The third section contains four essays that address the challenges of preaching on the psalms, reminding those who stand in the pulpit, that these passages of poetic lament must be read in the overarching contexts of the Psalter as a whole and done with an appreciation of the self-involving nature of these scriptures. Andrew Sloane’s chapter on ‘Weeping with the Afflicted’ in particular examines what happens when as individuals and communities of faith, we place the words of another’s lament upon our lips and reminds us that, ‘while lament may not be our native tongue now, perhaps it once was, and it is certain that at some point it will be’.
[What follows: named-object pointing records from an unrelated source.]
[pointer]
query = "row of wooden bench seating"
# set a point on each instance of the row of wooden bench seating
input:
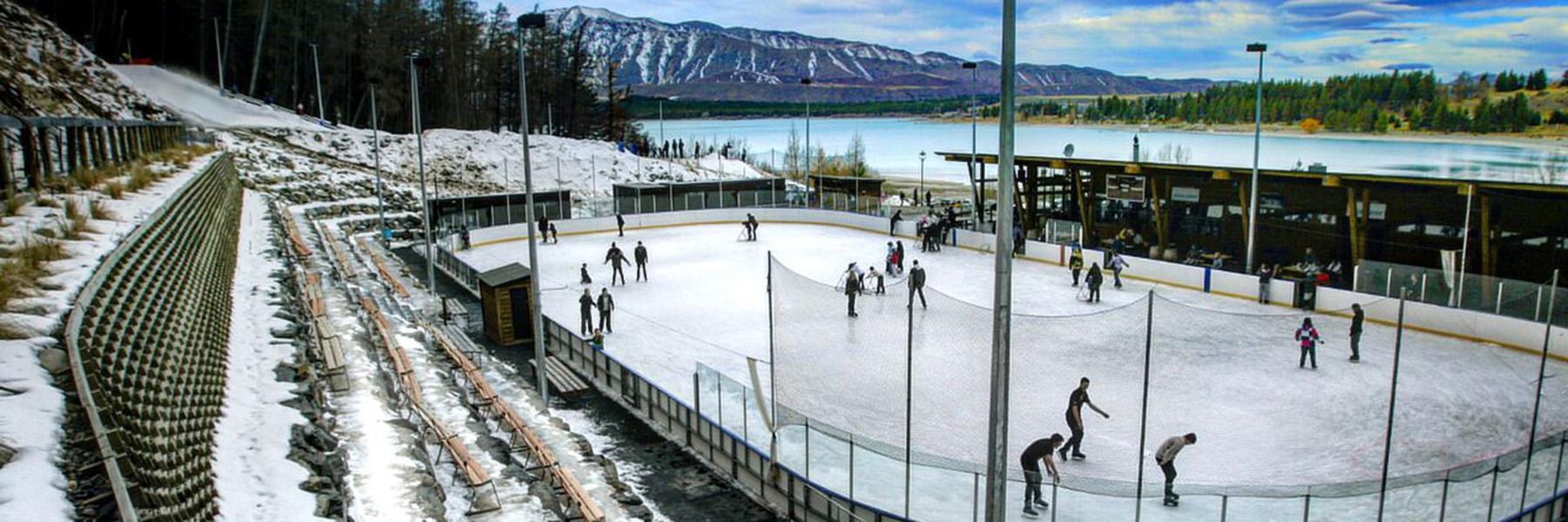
(538, 458)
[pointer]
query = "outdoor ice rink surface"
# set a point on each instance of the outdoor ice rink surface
(1222, 367)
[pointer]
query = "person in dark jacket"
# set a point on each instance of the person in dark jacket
(587, 308)
(1355, 331)
(615, 257)
(605, 306)
(640, 254)
(852, 288)
(1093, 281)
(916, 282)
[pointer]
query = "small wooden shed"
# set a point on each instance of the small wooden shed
(505, 295)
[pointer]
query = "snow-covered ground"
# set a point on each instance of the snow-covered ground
(1223, 367)
(31, 486)
(254, 477)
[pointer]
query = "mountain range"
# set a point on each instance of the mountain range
(700, 60)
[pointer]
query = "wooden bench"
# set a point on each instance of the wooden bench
(564, 382)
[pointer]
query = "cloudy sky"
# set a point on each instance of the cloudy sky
(1170, 38)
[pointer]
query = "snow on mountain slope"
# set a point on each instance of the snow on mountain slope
(44, 72)
(198, 101)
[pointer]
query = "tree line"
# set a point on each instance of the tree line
(1375, 102)
(272, 49)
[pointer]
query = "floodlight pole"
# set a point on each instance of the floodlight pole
(1003, 306)
(532, 21)
(375, 137)
(1258, 137)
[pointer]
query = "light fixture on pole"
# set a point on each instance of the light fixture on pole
(822, 194)
(1258, 137)
(321, 105)
(375, 139)
(974, 135)
(532, 21)
(419, 139)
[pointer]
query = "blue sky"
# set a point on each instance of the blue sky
(1172, 38)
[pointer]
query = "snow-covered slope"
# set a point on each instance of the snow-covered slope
(199, 102)
(44, 72)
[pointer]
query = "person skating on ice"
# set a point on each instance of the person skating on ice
(587, 308)
(615, 257)
(1117, 265)
(605, 306)
(1308, 336)
(640, 256)
(1093, 280)
(1355, 331)
(1034, 455)
(1166, 457)
(916, 282)
(852, 288)
(1076, 264)
(1074, 414)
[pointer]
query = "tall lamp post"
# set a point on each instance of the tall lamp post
(524, 23)
(822, 194)
(974, 135)
(419, 139)
(375, 137)
(1258, 137)
(321, 105)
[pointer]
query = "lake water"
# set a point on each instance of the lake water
(893, 146)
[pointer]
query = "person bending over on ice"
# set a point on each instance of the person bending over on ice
(1093, 281)
(1038, 451)
(1166, 457)
(605, 306)
(1076, 264)
(1076, 419)
(615, 257)
(1308, 336)
(640, 254)
(587, 309)
(852, 288)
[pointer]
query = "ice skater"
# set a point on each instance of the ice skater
(640, 256)
(1117, 265)
(1093, 280)
(587, 308)
(1308, 336)
(1166, 457)
(916, 282)
(605, 306)
(1076, 264)
(852, 288)
(1356, 317)
(1038, 451)
(1076, 419)
(615, 257)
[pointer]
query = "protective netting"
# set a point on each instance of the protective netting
(1233, 372)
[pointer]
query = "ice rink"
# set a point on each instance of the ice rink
(1222, 367)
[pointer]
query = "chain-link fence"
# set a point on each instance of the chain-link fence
(1484, 294)
(888, 408)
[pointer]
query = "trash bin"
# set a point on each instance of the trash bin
(1305, 295)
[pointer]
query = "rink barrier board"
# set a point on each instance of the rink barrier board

While theory and praxis have never been far removed from one another in the preceding chapters it is the fourth part of the book that specifically addresses the challenges of using lament in contemporary congregational life. Peter Davis examines the task of preaching, Malcolm Gill offers insight on how to pray and Kirk Patson reflects on the use of lament in pastoral care. However it is the chapter on singing lament by Robert S. Smith that many will find most helpful. Smith contends that the contemporary church is neither ‘adept nor comfortable with singing lament’ and goes on to examine what been forsaken through this loss of congregational appetite for the darker Psalms. Through an examination of Psalm 137, Smith notes the power of music to augment the emotional reality of words spoken from the heart. He examines how the careful synthesis of words and music enables a gathered people to find consolation for the troubled spirit and unity as a congregation in the face of difficulty. He readdress the potential heresy of churches who do not lament, concluding that such a failure leads congregations into lives of unreality and deprives them of a full knowledge of God of scripture. For any priest or pastor these may well be the chapters which ground the scholarship most closely to their daily life, but it is perhaps a sad omission that there was not a further chapter to be included here, one that examined how the congregations might rediscover lament beyond the immediate borders of the church and in the art, music and literature of contemporary culture.
The fifth and final section continues the pragmatic direction with examples of the use of lament within the life of the church. This includes three full-text sermons on Psalm 13, 88 and 137 and an excellent reflection by Nick Freestone on the song writing process of weaving together the lyrics, music and theology of Psalm 88. As one of only two women contributors to the book, Sharon Wood concludes with a quite personal chapter on lament within the context of pastoral care among women. This proved to be a much needed perspective on the importance of lament amidst the harsh realities of testing times and her words make a fitting conclusion to the book as a whole: ‘We cry and cry out, knowing Jesus did too, In the company of God’s Spirit and his people, we do not groan alone.’
This collection of essays is a compelling argument for the church to rediscover the lost words of lament it has forsaken in recent years. It is not too bold a claim that failure to do so may leave congregations worshipping on the edge of heresy. As such this is a book not only full of wisdom that deserves to be read, but which also urgently needs to be put into practice."